You have the words bank account and bank. In a context-free environment, the word bank is the same as a bank account or even the bank of a river. Contextual models add a whole new dimension to the search. You have the sentenced Peter accessed the bank account. In a unidirectional contextual model, the word bank pops up as ‘I accessed the’, there’s no word on the account. However, with BERT you have Peter accessed the …. Bank account. This gives an accurate picture of the context of the search.

Steps to improve blog post based on the BERT update:

Let’s say you are a blogger who uses many SEO strategies to get the website ranking higher. However, your content may not be what the user seeks and the blog traffic drops. This is when you must change the SEO strategy.

  • Focus on specific content.
  • Answer the questions quickly.
  • Stick to natural language to get a better context.
  • Remove the focus on keyword density and look at long-tail keywords.

You have a blog post on how to build a dining table. Based on the BERT update you have, how to build a dining table out of Rosewood. This improves the chances of getting a higher ranking.

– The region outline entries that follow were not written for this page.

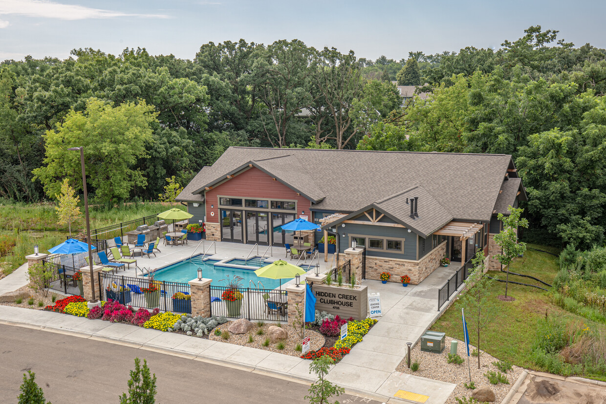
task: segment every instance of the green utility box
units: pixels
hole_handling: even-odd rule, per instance
[[[425,333],[421,337],[421,350],[425,352],[441,353],[444,350],[444,336],[430,335]]]

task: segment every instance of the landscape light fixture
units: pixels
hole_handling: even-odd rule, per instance
[[[82,187],[84,190],[84,215],[86,216],[86,242],[88,245],[88,268],[90,268],[90,288],[92,294],[90,302],[97,303],[97,299],[95,296],[95,282],[92,282],[94,279],[93,274],[93,250],[90,245],[90,219],[88,217],[88,194],[86,190],[86,169],[84,168],[84,148],[81,146],[80,147],[70,147],[67,150],[71,151],[80,152],[80,165],[82,167]],[[101,294],[101,291],[99,290],[99,294]]]

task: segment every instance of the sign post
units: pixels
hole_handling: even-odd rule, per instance
[[[381,294],[371,293],[368,295],[368,310],[370,312],[370,317],[381,317]]]
[[[341,339],[345,339],[347,336],[347,323],[341,326]]]

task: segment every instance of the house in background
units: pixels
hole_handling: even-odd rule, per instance
[[[229,148],[177,198],[207,239],[292,245],[281,226],[303,217],[322,230],[306,240],[335,237],[335,262],[355,241],[367,279],[388,271],[413,284],[444,257],[464,265],[478,249],[497,254],[497,214],[525,199],[507,154],[253,147]]]

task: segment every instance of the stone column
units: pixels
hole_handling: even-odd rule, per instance
[[[103,300],[103,293],[101,293],[99,288],[99,273],[102,269],[103,267],[101,265],[93,265],[92,281],[94,282],[93,284],[95,285],[95,298],[98,299],[100,300]],[[82,291],[84,291],[83,294],[84,295],[83,297],[87,302],[90,302],[94,300],[93,298],[93,288],[91,286],[90,267],[89,265],[82,267],[80,268],[80,271],[82,271]]]
[[[296,305],[299,303],[299,309],[302,313],[305,313],[305,284],[299,285],[298,288],[295,285],[286,286],[286,291],[288,296],[288,325],[292,325],[297,318]]]
[[[364,252],[364,249],[359,247],[345,250],[345,260],[349,260],[351,267],[351,276],[356,277],[356,280],[359,282],[362,282],[362,253]]]
[[[191,290],[191,316],[210,317],[210,283],[212,279],[202,278],[201,280],[192,279],[187,282]]]
[[[42,260],[48,256],[48,254],[38,254],[38,255],[32,254],[32,255],[28,255],[25,257],[25,259],[27,260],[27,267],[29,267],[30,265],[38,263],[38,262],[42,263]]]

  • Content that immediately answers a question has a better chance of getting a featured snippet with the BERT update.
  • You must format content properly like lists, sub-headings, and captions. Google will easily turn this into a featured snippet.
  • You must have an FAQ section where the questions are the headings and the answers written in about 40-45 words are directly below.
  • Make sure there’s a step-by-step format for recipes, tutorials, and list-type information.
  • Answer questions related to an article topic.
  • You must research keywords that people actually search for.

These tips create content friendly for BERT:

  • Write conversational content in a natural way, relevant to your audience.
  • The quality of content is not defined in 300 or 900 words. The content must answer the search query, written in a way, easily understood by humans.
  • If keywords are not related to the query, then the bounce rate increases.
  • BERT analyses search queries and not web pages.
  • BERT encourages you to write for humans and not just keyword-based content.
  • BERT focuses on questions like Why, What, Where, How or Who. This gives room to answer basic questions in the blog and improve ranking.
  • Don’t optimize for algorithms. Write human-friendly content.

Conclusion

BERT seeks to eliminate and reduce 'keyword-ese'. It’s the awkward language and phrasing used to help Google understand what you are trying to say. BERT wants your search to be human. The focus is on nuances and context which gives human reader-friendly content.